Pour sa part, le directeur du centre d’animation pédagogique de Djélibougou a fait savoir que depuis deux décennies, l’insécurité s’est installée dans les écoles. Pour le DCAP, il ne se passe pas une seule année scolaire sans que les responsables d’écoles n’enregistrent de cas graves d’agressions. Selon le patron du CAP de Djelibougou, certains cas sont gérés directement sur place à l’école, alors que d’autres n’ont leur solution qu’au CAP. Il a fait savoir que les plus graves cas sont envoyés devant les structures compétentes, telles que les commissariats et les tribunaux. Le DCAP de Djelibougou a informé que sa structure compte 172 écoles, dont 105 établissements privés. Selon lui, le centre d’animation pédagogique (CAP) de DJelibougou accueille pour l’ouverture 2018-2019, ce lundi, 50 050 élèves pour 900 enseignants, dont 287 enseignants dans les établissements publics. Le CAP de Djelibougou a fort besoin de 72 enseignants, dont 50 généralistes, cette année scolaire 2018-2019. Au DCAP de lancer un cri de cœur aux autorités compétentes. Selon lui, les écoles ont des problèmes de gardiens. Car selon lui, certains gardiens ne voient même pas, d’autres aussi sont trop vieux pour sécuriser les établissements scolaires sous leur responsabilité.
« Il faut que l’État commence à recruter les gardiens jeunes pour la bonne sécurisation des écoles ‘’, a-t-il souhaité.
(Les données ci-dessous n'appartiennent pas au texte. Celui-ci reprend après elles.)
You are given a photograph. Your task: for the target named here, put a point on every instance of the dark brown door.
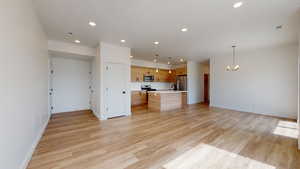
(206, 88)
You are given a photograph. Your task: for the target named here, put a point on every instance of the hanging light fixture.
(156, 61)
(169, 63)
(234, 66)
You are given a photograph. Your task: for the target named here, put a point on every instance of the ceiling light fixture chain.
(234, 66)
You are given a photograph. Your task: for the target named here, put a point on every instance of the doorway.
(70, 84)
(115, 89)
(206, 88)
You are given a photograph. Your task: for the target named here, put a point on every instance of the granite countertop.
(168, 91)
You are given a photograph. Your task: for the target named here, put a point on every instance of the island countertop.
(167, 91)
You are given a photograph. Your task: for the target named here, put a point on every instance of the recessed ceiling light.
(184, 29)
(237, 4)
(93, 24)
(279, 27)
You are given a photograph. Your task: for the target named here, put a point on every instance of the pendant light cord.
(233, 48)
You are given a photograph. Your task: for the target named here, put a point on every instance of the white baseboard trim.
(34, 145)
(266, 114)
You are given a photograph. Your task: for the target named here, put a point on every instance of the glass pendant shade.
(236, 68)
(228, 68)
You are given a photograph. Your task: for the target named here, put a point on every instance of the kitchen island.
(166, 100)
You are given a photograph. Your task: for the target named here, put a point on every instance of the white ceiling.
(214, 25)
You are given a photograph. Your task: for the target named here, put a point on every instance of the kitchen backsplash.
(154, 85)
En somme, Papa Oury Demba Diallo, commissaire du 6e arrondissement de Bamako, a rappelé que la police est investie de la noble et délicate mission d’assurer la sécurité des personnes et de leurs biens. Selon lui, dans l’accomplissement de cette tâche, hautement sensible, elle a déployé avec l’aval des autorités communales, toute une batterie d’actions dans la seule optique de sécuriser notre milieu de vie en passe de devenir un nid de bandits et de délinquants primaires. Le Compol Papa Oury Demba Diallo a rappelé que son commissariat a réussi à démanteler une école fictive. Pour lui, c’était un établissement qui fonctionnait en toute illégalité. Car selon lui, cette école était totalement dépourvue d’autorisation d’ouvrir. Combien d’écoles de ce genre arpentent notre système éducatif dans le seul but de le nuire, s’est-il interrogé ? Pour le commissaire du 6e arrondissement, il est vraiment urgent de prendre des mesures draconiennes pour enrayer ce fléau en mettant en place une commission de contrôle pour vérifier les documents authentiques qui régissent les écoles privées au Mali aux fins de démasquer ces lieux d’apprentissage fictifs et de les fermer pour le bonheur de nombreux élèves et leurs parents. Le commissaire Diallo a révélé que son commissariat a effectué plus de 50 fois dans les milieux scolaires, l’année dernière.
Pour terminer, le commissaire Papa Oury Demba Diallo a proposé un plan de sécurisation des établissements scolaires aux parents d’élèves et aux responsables de l’école.
Rappelons que l’éducation est l’une des compétences transférées à la mairie depuis plus d’une décennie.